The most basic question heading into M. Night Shyamalan’s newest film, Lady in the Water, is if the filmmaker would rebound from the mistakes he made in his last one, The Village, and return to the relative glories of the preceding three — Signs, Unbreakable, and The Sixth Sense. Those three were triumphs of theme-faithful plot, atmosphere, and impeccably clever storytelling, respectively. The Village was a failure for many reasons, most notably because it failed to understand the principle that the monsters should always be real.

Lady in the Water takes care of the monster question early in the film. Yes, this time the monsters are real. Unfortunately, though it corrects that mistake, it makes many new ones — some of which are spectacularly awful.

Unlike Shyamalan’s other films, Lady announces the truth of its plot very early on: Once upon a time man was at peace and co-existed with some sea nymphs in a kind of Atlantean bliss. But man decided he liked possessions too much, so he spurned happiness (and the sea nymphs) for the opportunity to have it all. Flash forward thousands of years and wars later to present-day Philadelphia, where man is in desperate need of salvation. So the sea nymphs re-establish contact to help man save himself. And that’s not to even mention the monsters that try to foil the sea nymphs’ beneficent plans. (This is all in the first three minutes of the movie.)

Bryce Dallas Howard plays the titular sea nymph. Her casting is the only stroke of perfection in the film. The actress has an otherworldly, alien beauty, her skin and blankly crystal eyes as pale and sterile as the porcelain tile of a bathroom floor (though maybe I make that association because she spends so much time in the movie sitting on one).

Paul Giamatti — once again playing a schlub — leads as Cleveland Heep, the building superintendent in the apartment complex that the “lady in the water” has been sent to save. Giamatti’s presence here — along with other noted “good” actors such as Jeffrey Wright and Bob Balaban — makes one wonder if Shyamalan required that the cast sign on without reading the script.

Lady in the Water seems to be an answer movie to the critics of The Village. Just as much as it is about sea nymphs and Cleveland Heep, Lady is about examining and deconstructing the mechanics of how a fictional story is created, built, evolved, and resolved. Because Lady in the Water isn’t just about the fantastical creatures that populate the movie, but also about the fairy tales and bedtime stories from which they spring, Shyamalan can break down his own writing process, comment on it, and make it transparent for the audience to see. He literally has the characters discuss the “plot” of the fairy tale that they come to realize they are living and try to determine how best to shepherd the story to a happy ending.

Shyamalan tells the audience the rules of this bedtime story as the film progresses, and they seem to develop organically, almost as if, yes, he’s making it up as he’s going along, like he’s telling a bedtime story to the audience. Here’s one bad thing about his premise: Successful bedtime stories are ones where you’re asleep by the time the storyteller gets to the end. No matter how ridiculous the contrivances of plot are, you usually aren’t awake to see them exposed by the finale. Lady is successful in this one way: I did wish I was asleep by the end.

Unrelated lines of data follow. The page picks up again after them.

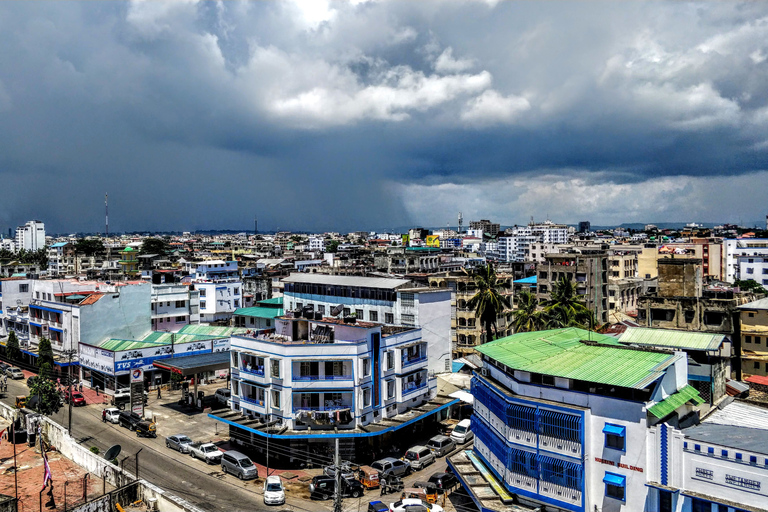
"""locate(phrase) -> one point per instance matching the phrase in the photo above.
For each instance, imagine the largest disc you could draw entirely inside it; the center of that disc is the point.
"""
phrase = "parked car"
(441, 445)
(462, 432)
(444, 481)
(414, 505)
(77, 398)
(222, 396)
(14, 373)
(235, 463)
(179, 442)
(112, 414)
(419, 457)
(208, 452)
(274, 492)
(128, 419)
(323, 487)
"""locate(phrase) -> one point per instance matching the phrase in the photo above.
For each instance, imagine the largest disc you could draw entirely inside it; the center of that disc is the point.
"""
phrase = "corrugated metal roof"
(669, 338)
(563, 353)
(259, 312)
(672, 402)
(363, 282)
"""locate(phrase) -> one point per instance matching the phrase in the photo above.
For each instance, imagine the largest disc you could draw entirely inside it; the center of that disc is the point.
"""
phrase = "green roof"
(573, 353)
(672, 402)
(683, 340)
(259, 312)
(211, 330)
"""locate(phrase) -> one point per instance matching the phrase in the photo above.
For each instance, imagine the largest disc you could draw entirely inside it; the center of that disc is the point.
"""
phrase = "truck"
(208, 452)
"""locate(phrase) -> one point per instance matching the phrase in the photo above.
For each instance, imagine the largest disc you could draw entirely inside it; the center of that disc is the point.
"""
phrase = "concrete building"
(557, 436)
(392, 302)
(30, 236)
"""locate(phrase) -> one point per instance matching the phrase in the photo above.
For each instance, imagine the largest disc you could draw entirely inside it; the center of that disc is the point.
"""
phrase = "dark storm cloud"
(375, 114)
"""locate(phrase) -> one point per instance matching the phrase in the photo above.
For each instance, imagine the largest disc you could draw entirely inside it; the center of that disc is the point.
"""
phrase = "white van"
(462, 432)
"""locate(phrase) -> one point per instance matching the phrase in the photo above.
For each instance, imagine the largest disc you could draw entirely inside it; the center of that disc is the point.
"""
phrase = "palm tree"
(488, 302)
(565, 308)
(527, 317)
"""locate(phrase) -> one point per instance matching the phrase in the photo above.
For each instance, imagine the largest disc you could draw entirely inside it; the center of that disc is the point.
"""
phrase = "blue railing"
(408, 362)
(414, 389)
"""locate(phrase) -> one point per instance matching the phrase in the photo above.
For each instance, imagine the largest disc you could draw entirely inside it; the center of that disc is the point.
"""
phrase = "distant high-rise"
(30, 236)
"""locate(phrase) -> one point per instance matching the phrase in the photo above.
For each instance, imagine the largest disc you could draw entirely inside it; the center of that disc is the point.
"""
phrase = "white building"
(174, 306)
(742, 247)
(392, 302)
(30, 236)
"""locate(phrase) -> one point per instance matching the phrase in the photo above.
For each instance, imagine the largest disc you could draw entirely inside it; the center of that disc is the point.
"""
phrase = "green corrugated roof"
(211, 330)
(684, 340)
(675, 400)
(259, 312)
(561, 353)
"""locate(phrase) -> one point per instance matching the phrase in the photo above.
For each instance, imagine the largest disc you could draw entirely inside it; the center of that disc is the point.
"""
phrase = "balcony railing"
(414, 360)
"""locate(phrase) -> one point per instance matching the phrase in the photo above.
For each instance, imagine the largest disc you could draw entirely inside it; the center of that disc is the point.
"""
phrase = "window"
(615, 436)
(390, 389)
(614, 485)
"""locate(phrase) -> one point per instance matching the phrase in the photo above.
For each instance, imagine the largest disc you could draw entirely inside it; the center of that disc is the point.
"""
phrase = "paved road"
(203, 485)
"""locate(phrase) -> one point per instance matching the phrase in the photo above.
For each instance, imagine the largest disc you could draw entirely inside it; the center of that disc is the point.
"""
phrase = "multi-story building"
(392, 302)
(30, 236)
(588, 268)
(174, 305)
(561, 420)
(61, 259)
(311, 381)
(746, 247)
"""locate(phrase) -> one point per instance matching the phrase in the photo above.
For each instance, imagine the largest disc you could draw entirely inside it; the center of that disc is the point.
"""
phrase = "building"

The metafiction of Lady is not without precedent. Recently, Adaptation treaded in these waters too. But it got away with it because it poked fun at itself, to the point where it giddily had the greatest descent into cliché in film history. Unlike Adaptation, Lady does take itself seriously. It too descends into cliché, and it too calls attention to that fact, but it drowns because of its eagerness for moral weight.

Coming out of Lady in the Water, there’s a new question: Where does Shyamalan go from here? Perhaps he should steal one of his own storytelling devices, spring a gotcha moment, and work in a completely unexpected genre or style. He has proven in his films that he can fool some of the people some of the time, but he needs to learn that he can’t fool all of the people all of the time.